West Dorset District Council and Weymouth and Portland Borough Council’s head of corporate services, Melanie Earnshaw said: “We are very pleased that sick figures have reduced significantly since last year. Our figures are almost the lowest in the county.

“The partnership has introduced a new absence management policy and our HR team works with managers to support those who have been on long term sickness absence in a supported return to work.

“As a responsible employer the Shared Service Partnership has appropriate support services for staff who are feeling stressed at work.”

“We will continue to work hard to make sure that staff are happy and healthy at work.”

FORMER chairman of the Dorset Police Federation, Clive Chamberlain has been discussing the changing attitudes to mental health.

Mr Chamberlain drew upon research by mental health charity, Mind, that revealed that of 3,500 blue light workers surveyed, 55 per cent have suffered from mental health problems during their career compared with 26 per cent in other professions.

They are also less likely to report issues with only 43 per cent saying they have taken time off as a result.

Mr Chamberlain said: “A freedom of information request showed that of the 33 police forces, who responded, anxiety among officers and staff has increased by 63 per cent.

“There’s an clear indication that some are buckling under the pressure of public sector cuts with fewer people expected to do more.”
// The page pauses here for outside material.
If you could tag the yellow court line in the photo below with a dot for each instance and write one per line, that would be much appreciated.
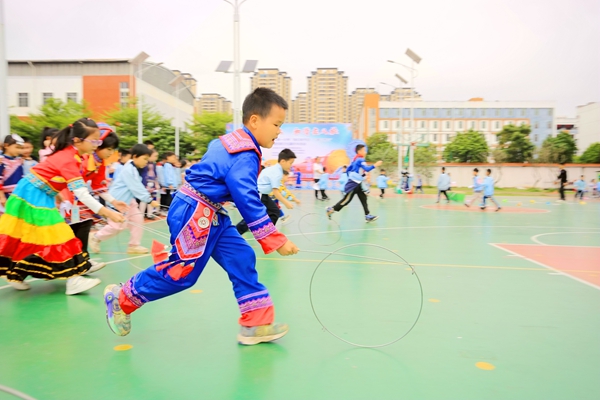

The government has set aside £4 million from the LIBOR funds for a Blue Light Programme where government, mental health charities and emergency service stakeholders will collaborate to encourage police officers, ambulance staff, firefighters and search and rescue workers to come forward if they are depressed or unwell.

Mr Chamberlain said: “While additional funding is welcome, there are some hurdles to overcome.

“Often suffers are the last to realise that they have a problem, and many don’t acknowledge it at work, fearing that it will be career limiting and a negative tick on their personal record indicating that they can’t cope.

“In my experience, when officers have finally reached rock-bottom it varies drastically as to how they will be treated and in many cases that’s not sympathetically.”